My plan was to pop the frozen meat hunk in our crock pot overnight and have perfectly “roasted” beef in the morning that I could cool all day until Shabbos.
Then this happened:
This is the burnt-out mafseik reishi (main circuit breaker) from our electrical panel, which apparently caught fire for no reason at all. (Yes, this scares the bejeepers out of me!!!)
All of which meant that the meat had to sit and defrost overnight in the fridge, along with all the other things “defrosting” in our fridge and freezer (come to think of it, the frozen-cold meat hunk probably helped keep things cool in there without power – thanks, meat hunk!!!). (I taped up the fridge so we wouldn’t accidentally open it, and left a water bottle on the table so that my family would use that instead of the Brita in the morning when they woke up. The power was out for about 10-11 hours, all told.)
Fast-forward to Friday morning, when the power was finally restored!
I was sad that the meat wouldn’t have a chance to rest before Shabbos, but quickly seared it in the cast-iron skillet and plopped it in the crock pot with whatever I could rustle up with no effort whatsoever:
What’s in there? I don’t have an exact recipe because you don’t NEED an exact recipe. Just toss things in until it looks like there’s enough – if that makes sense.
Meat hunk (#6), garlic cloves (smashed to remove peels), salt, pepper, onion soup mix, wine and a few sprigs of rosemary from the garden, arrayed here on top of the meat to cover up the fact that this is a pretty gross-looking hunk of meat. NOTE: The wine doesn’t cover the meat. It doesn’t have to, unless you want to end up with soup. Just enough in the bottom is all.

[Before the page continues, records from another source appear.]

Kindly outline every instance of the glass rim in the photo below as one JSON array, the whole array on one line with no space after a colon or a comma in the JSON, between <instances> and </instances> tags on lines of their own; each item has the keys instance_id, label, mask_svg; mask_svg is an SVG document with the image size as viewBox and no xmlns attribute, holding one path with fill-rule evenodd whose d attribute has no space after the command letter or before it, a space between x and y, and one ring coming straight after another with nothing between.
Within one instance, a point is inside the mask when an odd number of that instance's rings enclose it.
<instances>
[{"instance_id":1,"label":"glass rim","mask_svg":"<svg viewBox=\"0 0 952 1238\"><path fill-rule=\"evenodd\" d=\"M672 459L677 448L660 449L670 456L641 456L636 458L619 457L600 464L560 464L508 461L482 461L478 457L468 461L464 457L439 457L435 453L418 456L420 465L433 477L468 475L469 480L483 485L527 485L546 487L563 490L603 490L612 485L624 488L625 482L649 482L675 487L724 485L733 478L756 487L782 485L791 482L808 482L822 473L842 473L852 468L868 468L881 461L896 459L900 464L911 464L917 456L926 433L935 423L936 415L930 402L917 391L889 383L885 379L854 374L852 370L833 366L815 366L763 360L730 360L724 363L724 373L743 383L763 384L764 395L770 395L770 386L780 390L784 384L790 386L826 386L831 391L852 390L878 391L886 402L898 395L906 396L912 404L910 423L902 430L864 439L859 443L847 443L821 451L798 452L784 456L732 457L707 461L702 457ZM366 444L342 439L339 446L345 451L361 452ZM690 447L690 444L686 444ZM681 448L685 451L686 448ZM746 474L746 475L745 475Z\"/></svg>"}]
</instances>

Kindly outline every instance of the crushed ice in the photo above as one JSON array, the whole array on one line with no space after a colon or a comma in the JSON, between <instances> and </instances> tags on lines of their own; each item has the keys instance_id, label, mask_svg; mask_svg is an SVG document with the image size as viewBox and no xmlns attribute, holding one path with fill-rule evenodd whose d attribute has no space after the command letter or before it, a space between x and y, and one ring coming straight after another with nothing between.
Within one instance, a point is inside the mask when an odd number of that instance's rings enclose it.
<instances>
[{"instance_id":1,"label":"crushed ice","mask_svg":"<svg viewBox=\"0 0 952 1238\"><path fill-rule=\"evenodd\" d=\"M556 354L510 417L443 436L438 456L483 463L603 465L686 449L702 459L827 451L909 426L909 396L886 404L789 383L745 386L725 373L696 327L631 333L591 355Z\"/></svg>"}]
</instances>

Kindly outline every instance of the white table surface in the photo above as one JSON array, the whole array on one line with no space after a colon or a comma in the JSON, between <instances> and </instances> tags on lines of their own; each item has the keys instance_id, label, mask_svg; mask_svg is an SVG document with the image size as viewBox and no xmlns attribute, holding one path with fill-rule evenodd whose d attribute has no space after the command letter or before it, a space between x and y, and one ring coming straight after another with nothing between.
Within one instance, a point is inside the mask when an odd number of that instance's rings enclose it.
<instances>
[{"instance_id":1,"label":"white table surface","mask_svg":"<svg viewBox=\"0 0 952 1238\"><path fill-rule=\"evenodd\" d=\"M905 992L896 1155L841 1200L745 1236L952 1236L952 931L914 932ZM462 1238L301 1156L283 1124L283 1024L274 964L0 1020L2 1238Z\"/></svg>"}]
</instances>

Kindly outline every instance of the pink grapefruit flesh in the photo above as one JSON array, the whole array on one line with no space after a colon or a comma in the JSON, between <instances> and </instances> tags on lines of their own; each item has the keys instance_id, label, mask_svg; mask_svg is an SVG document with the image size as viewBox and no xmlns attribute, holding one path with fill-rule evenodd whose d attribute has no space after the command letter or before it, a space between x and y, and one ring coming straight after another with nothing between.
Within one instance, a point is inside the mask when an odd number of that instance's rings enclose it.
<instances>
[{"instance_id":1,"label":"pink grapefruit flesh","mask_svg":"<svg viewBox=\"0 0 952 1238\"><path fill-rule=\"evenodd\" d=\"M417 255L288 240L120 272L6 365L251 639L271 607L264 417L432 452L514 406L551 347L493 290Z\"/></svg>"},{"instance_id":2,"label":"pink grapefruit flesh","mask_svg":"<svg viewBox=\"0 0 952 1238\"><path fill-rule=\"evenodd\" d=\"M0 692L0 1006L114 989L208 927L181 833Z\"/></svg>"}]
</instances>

I started it cooking at 11 a.m. and decided to just leave it on low all day, to give it the best chance of softening up. I intended to throw in some nice roasty vegetables, carrots, and potatoes and maybe celery, later on in the day, but promptly forgot until right before Shabbos, so whatever.

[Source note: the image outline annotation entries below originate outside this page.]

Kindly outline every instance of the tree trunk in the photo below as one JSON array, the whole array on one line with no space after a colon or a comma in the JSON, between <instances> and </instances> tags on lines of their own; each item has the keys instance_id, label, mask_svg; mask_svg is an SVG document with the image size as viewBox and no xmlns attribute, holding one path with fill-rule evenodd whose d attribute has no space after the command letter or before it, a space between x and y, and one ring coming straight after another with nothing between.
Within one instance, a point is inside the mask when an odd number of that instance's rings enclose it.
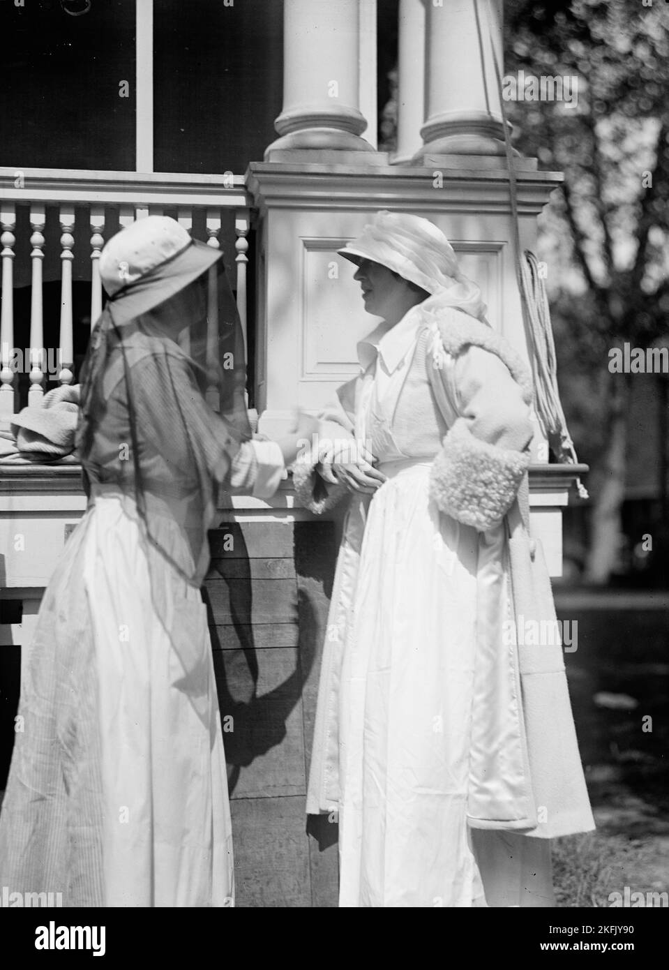
<instances>
[{"instance_id":1,"label":"tree trunk","mask_svg":"<svg viewBox=\"0 0 669 970\"><path fill-rule=\"evenodd\" d=\"M598 474L593 476L593 501L590 518L590 540L586 558L585 580L608 583L618 559L622 533L627 465L627 404L629 388L626 375L612 374L611 404L606 451Z\"/></svg>"}]
</instances>

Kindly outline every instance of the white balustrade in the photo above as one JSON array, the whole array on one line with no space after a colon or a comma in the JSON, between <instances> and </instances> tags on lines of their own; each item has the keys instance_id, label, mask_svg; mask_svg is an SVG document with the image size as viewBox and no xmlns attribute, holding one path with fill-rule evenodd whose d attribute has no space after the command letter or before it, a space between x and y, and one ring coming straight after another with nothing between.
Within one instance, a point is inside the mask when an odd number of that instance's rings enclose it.
<instances>
[{"instance_id":1,"label":"white balustrade","mask_svg":"<svg viewBox=\"0 0 669 970\"><path fill-rule=\"evenodd\" d=\"M246 210L235 213L235 249L237 256L237 308L239 312L239 323L241 325L241 335L244 341L244 362L248 361L248 350L246 343L246 266L248 264L248 236L249 216Z\"/></svg>"},{"instance_id":2,"label":"white balustrade","mask_svg":"<svg viewBox=\"0 0 669 970\"><path fill-rule=\"evenodd\" d=\"M71 384L75 366L74 354L74 335L72 330L72 262L75 258L73 249L75 247L75 209L74 206L61 206L59 214L60 245L62 246L60 259L62 261L61 281L60 281L60 339L58 349L60 350L60 370L58 372L58 382L60 384Z\"/></svg>"},{"instance_id":3,"label":"white balustrade","mask_svg":"<svg viewBox=\"0 0 669 970\"><path fill-rule=\"evenodd\" d=\"M84 263L75 262L75 253L87 252L90 259L90 326L95 325L105 299L100 277L100 256L106 239L118 226L131 225L147 214L175 215L179 223L193 234L202 236L205 226L207 245L221 246L221 240L236 233L237 288L239 317L246 335L246 265L249 228L249 196L243 178L229 175L225 178L197 175L142 174L134 172L70 172L68 170L25 169L23 183L16 184L14 169L0 167L0 263L2 267L2 313L0 321L0 425L7 428L17 406L16 393L16 354L15 343L25 349L29 345L24 366L30 372L28 404L39 406L47 390L47 361L50 360L45 344L45 330L49 319L50 284L60 284L60 319L58 354L55 359L57 379L70 384L78 379L74 368L74 345L78 334L75 327L73 286L80 285L80 269ZM77 217L77 209L83 208L84 218ZM17 219L18 210L23 215ZM114 214L116 213L116 214ZM27 218L26 218L27 215ZM59 245L46 232L51 218L60 224ZM225 223L224 223L225 218ZM28 226L29 235L23 229ZM225 233L223 227L226 227ZM16 227L20 227L17 230ZM86 231L88 229L89 231ZM19 232L23 234L22 239ZM227 238L230 238L227 235ZM29 246L27 243L30 243ZM18 244L20 243L20 244ZM61 272L54 274L55 264ZM74 267L78 272L75 273ZM122 268L119 268L122 273ZM207 353L211 364L218 361L218 318L216 274L211 274L207 291ZM84 276L85 278L85 276ZM77 282L74 282L77 280ZM14 307L14 286L30 285L29 320L18 318ZM58 320L55 321L56 327ZM17 330L18 328L18 330ZM29 329L29 333L28 333ZM51 331L48 330L48 335ZM56 342L50 337L48 342ZM188 348L186 348L188 349ZM21 355L22 356L22 355ZM207 369L208 372L208 369ZM213 388L213 368L208 381ZM50 375L50 374L49 374ZM216 402L209 394L210 404Z\"/></svg>"},{"instance_id":4,"label":"white balustrade","mask_svg":"<svg viewBox=\"0 0 669 970\"><path fill-rule=\"evenodd\" d=\"M92 206L90 210L90 326L91 330L102 313L102 281L100 279L100 253L105 244L105 209Z\"/></svg>"},{"instance_id":5,"label":"white balustrade","mask_svg":"<svg viewBox=\"0 0 669 970\"><path fill-rule=\"evenodd\" d=\"M221 231L221 215L216 210L207 210L207 244L220 248L218 234ZM207 297L207 402L215 411L220 410L217 388L218 381L218 264L214 263L208 273L208 292Z\"/></svg>"},{"instance_id":6,"label":"white balustrade","mask_svg":"<svg viewBox=\"0 0 669 970\"><path fill-rule=\"evenodd\" d=\"M14 413L14 245L16 238L16 207L3 204L0 209L0 259L2 260L2 310L0 311L0 419Z\"/></svg>"},{"instance_id":7,"label":"white balustrade","mask_svg":"<svg viewBox=\"0 0 669 970\"><path fill-rule=\"evenodd\" d=\"M47 212L44 205L30 207L31 285L30 285L30 390L28 404L39 407L44 397L44 371L47 352L44 345L44 320L42 307L42 263L45 254L44 229Z\"/></svg>"}]
</instances>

Half an hour before Shabbos, I tasted the wine, added a little bit more salt and pepper, and then stirred some flour into a glass of water until it was smooth and milky. I poured this flour-water mixture straight into the wine and stirred it around to make sure it was well-mixed. Then I turned the crock pot up to High for half an hour so the now-thickened gravy could bubble for a while.
Then, right before I lit, I turned the crock pot down to Low again, with a timer set to turn it off shortly before our meal (it was only an hour or so, but I don’t like cold meat!).
And… well, there are no pictures, because it was Shabbos already, but it was absolutely delicious. Delightfully flaourful – and more important, delightfully tender. We didn’t even need to get out the steak knives, which is a rarity around here! There wasn’t much more than the four of us could eat, but we’re pretty big meat-eaters and I’d kind of skimped on side dishes. If you had more people you could definitely stretch this out to serve 6, at least. And of course, if you buy a bigger hunk of meat, it will serve more people (food is like that).
Encouraged by this success, I have ordered another meat hunk for Rosh Hashanah. If I come up with any further words of wisdom, I’ll edit this post to let you know. But the truth is, this method (chuck it in the crock pot, season with wine and/or other yummy stuff) is so beautifully simple that I think it’s just about foolproof.
But if you have any secrets for me about any other ways to make meat in Israel that isn’t as tough as shoe leather, I’d love to hear about them in the comments!